RIAMCO

Rhode Island Archival and Manuscript Collections Online

For Participating Institutions

George H. Corliss collection (Ms. 80.3)

Brown University Library

Box A, John Hay Library
Providence, RI 02912
Tel: 401-863-2146


Biographical note

George H. Corliss was born in Easton, New York, June 2, 1817. After attending local schools and Castleton Academy in Vermont, he drew upon his experience as a clerk in a factory store by opening his own country store in Greenwich, New York, in 1838. In the early 1840s, however, his apparently latent talents as a mechanical inventor lead him to develop a “sewing engine” for stitching heavy leather boots and shoes. He patented this device in 1843 then moved to Providence in the hope of gaining the financial support needed to manufacture and market his invention. Corliss received little encouragement from Providence businessmen with regard to his sewing machine; however, Edward Bancroft of Fairbanks, Bancroft, and Company, a steam engine and boiler manufacturing firm, successfully persuaded the inventor to turn his abilities toward improving the design of steam engines. In 1846 Corliss joined the firm—reorganized as Bancroft, Nightingale, and Company—as a draftsman and designer. By the end of 1847, he was chief manager of the organization.
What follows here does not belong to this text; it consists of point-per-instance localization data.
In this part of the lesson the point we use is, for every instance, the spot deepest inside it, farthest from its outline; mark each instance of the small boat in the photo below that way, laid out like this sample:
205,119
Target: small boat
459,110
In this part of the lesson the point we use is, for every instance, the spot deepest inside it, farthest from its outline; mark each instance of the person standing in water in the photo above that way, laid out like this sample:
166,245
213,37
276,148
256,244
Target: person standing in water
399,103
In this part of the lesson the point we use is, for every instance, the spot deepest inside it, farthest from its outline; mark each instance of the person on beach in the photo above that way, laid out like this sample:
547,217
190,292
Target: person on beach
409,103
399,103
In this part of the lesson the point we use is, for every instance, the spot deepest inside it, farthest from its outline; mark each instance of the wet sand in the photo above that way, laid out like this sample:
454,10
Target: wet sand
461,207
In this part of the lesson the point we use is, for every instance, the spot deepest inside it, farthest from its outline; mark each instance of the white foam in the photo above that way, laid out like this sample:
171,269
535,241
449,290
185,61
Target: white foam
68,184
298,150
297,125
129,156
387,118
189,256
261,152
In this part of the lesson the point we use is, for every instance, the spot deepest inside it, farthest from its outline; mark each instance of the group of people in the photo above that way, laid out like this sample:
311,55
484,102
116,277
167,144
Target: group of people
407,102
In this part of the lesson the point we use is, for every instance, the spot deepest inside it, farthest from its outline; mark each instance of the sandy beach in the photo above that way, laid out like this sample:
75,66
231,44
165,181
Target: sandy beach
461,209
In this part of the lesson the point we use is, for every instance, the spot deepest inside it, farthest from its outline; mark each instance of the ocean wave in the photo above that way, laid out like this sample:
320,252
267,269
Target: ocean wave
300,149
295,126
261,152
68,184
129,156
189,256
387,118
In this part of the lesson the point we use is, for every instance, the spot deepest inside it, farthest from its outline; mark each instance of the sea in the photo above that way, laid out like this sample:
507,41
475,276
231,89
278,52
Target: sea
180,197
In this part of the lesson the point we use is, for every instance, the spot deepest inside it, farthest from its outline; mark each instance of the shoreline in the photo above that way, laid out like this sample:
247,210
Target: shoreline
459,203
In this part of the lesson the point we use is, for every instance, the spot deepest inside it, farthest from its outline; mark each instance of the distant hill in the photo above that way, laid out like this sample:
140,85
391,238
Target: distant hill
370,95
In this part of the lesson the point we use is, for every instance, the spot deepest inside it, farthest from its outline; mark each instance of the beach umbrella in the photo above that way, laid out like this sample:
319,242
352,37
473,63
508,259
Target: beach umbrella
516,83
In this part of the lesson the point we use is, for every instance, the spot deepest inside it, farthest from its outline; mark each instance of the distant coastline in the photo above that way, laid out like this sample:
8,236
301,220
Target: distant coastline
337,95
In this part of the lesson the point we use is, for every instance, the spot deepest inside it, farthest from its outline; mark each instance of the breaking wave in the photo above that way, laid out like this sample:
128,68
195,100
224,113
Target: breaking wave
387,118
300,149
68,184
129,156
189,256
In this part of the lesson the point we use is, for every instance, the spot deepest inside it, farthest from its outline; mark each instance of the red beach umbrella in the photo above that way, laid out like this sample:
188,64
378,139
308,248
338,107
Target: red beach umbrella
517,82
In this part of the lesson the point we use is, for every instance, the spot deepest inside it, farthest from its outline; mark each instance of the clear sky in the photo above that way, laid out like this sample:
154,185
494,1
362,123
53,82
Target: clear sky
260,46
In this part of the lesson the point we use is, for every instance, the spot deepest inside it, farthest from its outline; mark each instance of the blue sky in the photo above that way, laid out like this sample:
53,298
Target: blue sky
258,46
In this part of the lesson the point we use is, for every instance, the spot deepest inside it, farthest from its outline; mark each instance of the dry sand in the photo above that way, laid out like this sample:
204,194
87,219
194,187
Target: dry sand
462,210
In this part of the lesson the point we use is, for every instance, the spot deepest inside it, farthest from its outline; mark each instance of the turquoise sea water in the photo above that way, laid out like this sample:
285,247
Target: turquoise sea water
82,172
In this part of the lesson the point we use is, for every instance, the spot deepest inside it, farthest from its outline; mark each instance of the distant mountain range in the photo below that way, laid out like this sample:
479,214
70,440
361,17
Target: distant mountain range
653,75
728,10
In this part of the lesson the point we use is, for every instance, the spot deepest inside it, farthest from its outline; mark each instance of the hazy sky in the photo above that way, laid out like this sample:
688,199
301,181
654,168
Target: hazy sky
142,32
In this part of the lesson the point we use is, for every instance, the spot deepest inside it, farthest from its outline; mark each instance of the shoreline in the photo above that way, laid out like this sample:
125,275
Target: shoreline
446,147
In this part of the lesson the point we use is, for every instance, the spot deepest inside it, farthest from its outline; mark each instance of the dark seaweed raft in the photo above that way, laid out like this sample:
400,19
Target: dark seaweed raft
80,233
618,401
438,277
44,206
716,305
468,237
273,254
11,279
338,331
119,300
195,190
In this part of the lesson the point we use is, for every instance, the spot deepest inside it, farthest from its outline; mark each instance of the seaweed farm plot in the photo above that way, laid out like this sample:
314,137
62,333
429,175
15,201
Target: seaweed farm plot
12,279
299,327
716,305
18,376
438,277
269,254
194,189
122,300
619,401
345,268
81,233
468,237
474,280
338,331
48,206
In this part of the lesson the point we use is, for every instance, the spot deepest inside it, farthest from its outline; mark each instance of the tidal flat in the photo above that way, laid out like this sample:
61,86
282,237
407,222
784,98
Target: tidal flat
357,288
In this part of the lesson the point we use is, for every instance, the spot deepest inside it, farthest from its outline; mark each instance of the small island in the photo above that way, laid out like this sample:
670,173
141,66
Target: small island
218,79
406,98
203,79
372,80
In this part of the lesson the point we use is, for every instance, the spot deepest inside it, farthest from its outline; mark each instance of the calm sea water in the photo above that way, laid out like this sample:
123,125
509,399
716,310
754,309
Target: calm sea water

Under the successive names of Corliss, Nightingale, and Company, Corliss and Nightingale, and as of 1856, the Corliss Steam Engine Company, Corliss’s business prospered in Providence for almost forty-five years. Having perfected a device that dramatically improved the efficiency and economical operation of steam engines, the inventor secured his first patents in 1849, and the manufacture of steam engines remained the principal activity of his firm. The Corliss Steam Engine Company also manufactured water and sewage pumping engines during the 1870s, which were successfully installed in providence and Pawtucket. Corliss patented about seventy engines and engine parts during his active career and received numerous national and international awards for his inventions. In the mid-1880s he became interested in the mass production of engines with interchangeable parts and began a large-scale remodeling of the Corliss Steam Engine Company plant in Providence. These early experiments in developing assembly-line techniques for the production of machines, however, ended with Corliss’s death on February 21, 1888.